Data mining Algorand for participating accounts

Data mining Algorand for participating accounts

Urtho
Urtho

Blockchain validation on Algorand

Algorand utilizes unique validation solution that allows for unlimited scaling while maintaining sub 4 second block finality without sacrificing security.

Validators on Algorand network are not rewarded (2023) for consensus participation but at the same time the cost of running a validators node is below $20 monthly and the minimum required stake is just a non-zero balance on the account (less than $1).

Participation is also very safe as compromised nodes do not leak any private keys, allowing more users to participate either on their own computers or by trusting their friends to host their participation bundle* for them.

Check out POP’ initiative that incentivises Validators with nice (and live) NFTs.

To start participation one just:

  • makes sure to fund an account with some native Algo token.
  • installs Algorand participation node — eg using Algorun.
  • generates participation bundle
  • signs and sends participation bundle registration transaction
    — eg using Allo’CTRL

*Participation bundle (participation keys) is a collection of ephemeral, quantum-resistant Falcon keys valid for a certain block (date) range — up to 5 months. It is the bundle, not Validator’s private keys, that is used to authenticate votes and block proposals.

Algorand participation state machine

Committing a valid participation bundle registration transaction changes the state of the Validator’s account to online. All participating nodes expect votes and proposals to be submitted by Validator’s node during the validity period of the bundle. The online state of the account switches to offline when one of the following events takes place:

  • the account is closed out (amount of Algo falls to 0)
  • Validator commits unregister transaction
  • participation bundle validity expires
    and any transaction that modifies Validator’s account state takes place

Above shows that online status might be misleading as accounts are still marked as online after they stop voting due to bundle expiration. This is intended behaviour as the ledger cannot be updated without someone paying a transaction fee.

Algonode.io developed an off-chain solution that scans for expired participations and sends 1 µAlgo transaction with a special note to both help label the account offline and notify the Validator of the expiry event.

To properly calculate the current number of participating accounts one has to use the online flag and check if the bundle is not expired.

SELECT
COUNT() onlineAccounts
intDiv(sum(microalgos),1000000) onlineVotingAlgo
,intDiv(max(microalgos),1000000) largestAStake
,intDiv(avg(microalgos),1000000) averageAStake
,intDiv(quantileExact(0.15)(microalgos),1000000) q15
,intDiv(quantileExact(0.25)(microalgos),1000000) q25
,intDiv(quantileExact(0.50)(microalgos),1000000) q50
,intDiv(quantileExact(0.75)(microalgos),1000000) q75
,intDiv(quantileExact(0.95)(microalgos),1000000) q95
FROM
mainnet.account final
WHERE
is_online
and vote_last > (select MAX(round) FROM mainnet.txn)

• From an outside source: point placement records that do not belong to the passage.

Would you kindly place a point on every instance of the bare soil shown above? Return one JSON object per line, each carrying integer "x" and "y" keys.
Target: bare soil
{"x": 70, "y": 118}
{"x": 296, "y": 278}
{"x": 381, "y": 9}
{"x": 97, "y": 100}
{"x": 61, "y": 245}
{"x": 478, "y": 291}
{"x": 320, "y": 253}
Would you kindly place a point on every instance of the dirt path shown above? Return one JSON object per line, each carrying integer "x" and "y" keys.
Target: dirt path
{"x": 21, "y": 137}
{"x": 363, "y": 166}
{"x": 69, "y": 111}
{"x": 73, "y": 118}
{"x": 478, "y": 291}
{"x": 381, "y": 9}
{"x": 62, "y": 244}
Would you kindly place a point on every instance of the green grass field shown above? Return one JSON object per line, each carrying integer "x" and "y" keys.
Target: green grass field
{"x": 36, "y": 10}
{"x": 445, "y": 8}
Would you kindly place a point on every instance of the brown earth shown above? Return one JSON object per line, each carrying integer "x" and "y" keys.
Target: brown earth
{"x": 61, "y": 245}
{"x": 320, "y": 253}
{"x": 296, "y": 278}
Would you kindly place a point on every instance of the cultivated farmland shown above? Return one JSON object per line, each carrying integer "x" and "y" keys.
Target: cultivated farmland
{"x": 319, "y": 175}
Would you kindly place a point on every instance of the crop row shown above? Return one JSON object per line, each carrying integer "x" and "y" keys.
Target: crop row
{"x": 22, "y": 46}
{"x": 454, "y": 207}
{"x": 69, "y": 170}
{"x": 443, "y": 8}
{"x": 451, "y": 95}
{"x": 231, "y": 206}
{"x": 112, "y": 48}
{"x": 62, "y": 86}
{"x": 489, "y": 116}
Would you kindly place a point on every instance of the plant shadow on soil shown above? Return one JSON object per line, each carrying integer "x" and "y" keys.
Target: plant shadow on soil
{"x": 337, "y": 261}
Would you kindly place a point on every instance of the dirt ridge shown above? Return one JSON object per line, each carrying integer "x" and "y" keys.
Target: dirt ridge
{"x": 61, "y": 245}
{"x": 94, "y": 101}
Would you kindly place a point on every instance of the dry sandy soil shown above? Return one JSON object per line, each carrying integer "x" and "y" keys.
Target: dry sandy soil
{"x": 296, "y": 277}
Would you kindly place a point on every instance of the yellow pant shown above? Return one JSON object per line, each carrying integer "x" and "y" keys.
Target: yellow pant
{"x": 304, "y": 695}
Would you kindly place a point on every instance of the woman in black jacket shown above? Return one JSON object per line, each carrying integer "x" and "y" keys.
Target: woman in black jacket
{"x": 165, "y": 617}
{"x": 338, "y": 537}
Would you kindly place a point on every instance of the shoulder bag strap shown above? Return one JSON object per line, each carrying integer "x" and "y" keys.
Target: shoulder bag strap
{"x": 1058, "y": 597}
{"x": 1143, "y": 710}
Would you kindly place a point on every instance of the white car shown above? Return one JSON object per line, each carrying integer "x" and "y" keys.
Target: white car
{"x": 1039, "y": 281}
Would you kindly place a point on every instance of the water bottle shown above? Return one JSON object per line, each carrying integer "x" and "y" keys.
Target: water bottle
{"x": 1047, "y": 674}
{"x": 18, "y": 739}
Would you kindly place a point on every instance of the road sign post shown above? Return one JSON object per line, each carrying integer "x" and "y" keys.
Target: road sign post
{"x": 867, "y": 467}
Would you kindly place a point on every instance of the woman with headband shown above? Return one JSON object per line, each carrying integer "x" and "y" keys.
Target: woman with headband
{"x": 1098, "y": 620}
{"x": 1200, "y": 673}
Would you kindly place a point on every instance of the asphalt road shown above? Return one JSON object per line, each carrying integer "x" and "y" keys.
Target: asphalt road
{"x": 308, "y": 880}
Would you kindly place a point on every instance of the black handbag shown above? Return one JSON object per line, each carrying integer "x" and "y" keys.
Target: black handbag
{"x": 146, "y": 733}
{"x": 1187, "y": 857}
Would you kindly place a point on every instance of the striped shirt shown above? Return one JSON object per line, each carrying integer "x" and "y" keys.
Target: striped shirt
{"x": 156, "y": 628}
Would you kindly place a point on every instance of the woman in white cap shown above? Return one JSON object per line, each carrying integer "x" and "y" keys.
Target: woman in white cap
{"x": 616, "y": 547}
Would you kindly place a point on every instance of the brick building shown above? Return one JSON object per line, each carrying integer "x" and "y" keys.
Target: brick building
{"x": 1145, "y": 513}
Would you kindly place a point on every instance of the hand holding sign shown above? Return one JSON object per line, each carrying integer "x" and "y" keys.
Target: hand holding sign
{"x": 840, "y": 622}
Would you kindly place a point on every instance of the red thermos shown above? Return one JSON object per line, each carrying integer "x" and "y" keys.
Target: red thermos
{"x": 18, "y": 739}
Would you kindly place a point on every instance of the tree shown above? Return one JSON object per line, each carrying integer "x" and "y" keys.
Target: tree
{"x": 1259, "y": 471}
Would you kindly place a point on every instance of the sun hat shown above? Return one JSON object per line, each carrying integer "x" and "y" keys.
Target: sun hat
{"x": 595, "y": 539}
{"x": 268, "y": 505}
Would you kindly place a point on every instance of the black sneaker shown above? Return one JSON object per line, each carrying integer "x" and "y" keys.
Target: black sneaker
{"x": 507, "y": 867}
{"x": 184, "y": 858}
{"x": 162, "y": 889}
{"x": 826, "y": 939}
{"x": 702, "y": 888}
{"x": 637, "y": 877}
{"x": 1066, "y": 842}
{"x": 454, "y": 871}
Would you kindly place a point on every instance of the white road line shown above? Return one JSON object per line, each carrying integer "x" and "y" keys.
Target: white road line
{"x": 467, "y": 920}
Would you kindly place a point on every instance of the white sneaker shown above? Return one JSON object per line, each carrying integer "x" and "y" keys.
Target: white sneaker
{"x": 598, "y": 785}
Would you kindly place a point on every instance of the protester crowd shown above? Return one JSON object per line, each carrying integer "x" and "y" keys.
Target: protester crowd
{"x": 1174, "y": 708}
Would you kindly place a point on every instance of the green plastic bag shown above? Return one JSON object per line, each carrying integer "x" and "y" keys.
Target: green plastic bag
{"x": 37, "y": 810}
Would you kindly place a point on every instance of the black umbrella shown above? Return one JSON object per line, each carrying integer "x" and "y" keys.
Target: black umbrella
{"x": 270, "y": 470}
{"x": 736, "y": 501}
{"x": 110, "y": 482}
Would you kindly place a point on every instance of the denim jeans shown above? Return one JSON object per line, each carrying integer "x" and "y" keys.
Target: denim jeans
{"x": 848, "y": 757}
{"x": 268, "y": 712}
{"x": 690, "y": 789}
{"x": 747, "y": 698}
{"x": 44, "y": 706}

Above SQL query can be used to calculate current number of non expired online accounts as well as total, largest and average voting stakes in Algos along with quantiles.

Getting accurate historical participation data

Algorand ledger datasets available publicly or commercially contain only current account state and transaction history, no precomputed or sampled participation data.

Let’s try to calculate historical data using only transaction information.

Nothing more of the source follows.